Placing a filter over your lens corrects the color when you want to use a film not balanced to your light source. The 85 family includes 85, 85A, 85B and 85C are orangish in color and are used to balance a tungsten film to daylight light source. If I have that wonderful Vision 3 500T in my camera and want to shoot in daylight I use an 85 series filter over my lens and the color is perfect. You may have noticed there are A, B, C versions of these. There are roughly 200 K difference between each one of these, it really fine tunes the correction. 85 is the strongest then a little less with A and even less with B, etc. Today most of our images are going to be scanned and 200 Kelvin is so small it is only a slight correction in post. Digitally correcting 200 K verses a 2000 K correction is a lot easier for a successfully color balanced image.
There are filters made for nearly every situation, use the 80 family to correct daylight film to tungsten light. Even fluorescent light can be corrected, FLd corrects for fluorescent, to daylight and FLb corrects for fluorescent to tungsten. Filters absorb some of your light. If you meter though your lens with the filter on there is no exposure correction needed. If you sunny 16 or use a hand held meter you need to know the filter factor and correct for it. This is a good reason to keep one of those little multi folded sheets that come packed with the filters handy, they tell you how much to add. If you are using a hand held meter you can hold the filter over the sensor for a corrected reading.

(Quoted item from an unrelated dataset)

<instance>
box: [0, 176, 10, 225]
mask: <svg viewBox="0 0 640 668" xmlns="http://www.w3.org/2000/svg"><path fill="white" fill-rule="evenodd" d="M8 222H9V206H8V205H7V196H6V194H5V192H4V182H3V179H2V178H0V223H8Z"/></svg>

I did not address the color meter for practical reasons. They are costly and can drive you a bit buggy if you fixate on every little color shift. They operate like a light meter, read the light illuminating your subject and it gives you the Kelvin reading. In our Photoshop era these small color shifts are corrected with a click of the mouse. Some still have a need for them but not like years past. Remember the closer you get to correct color the less time you will spend behind the computer monitor correcting it out. Also knowing how color shifts during the day can give you a lovely dreamy warmth by just shooting earlier or later in the day. Use your color temperature knowledge to your advantage to avoid surprises and then you won't have to sing the Mean Old World Color Temperature Blues.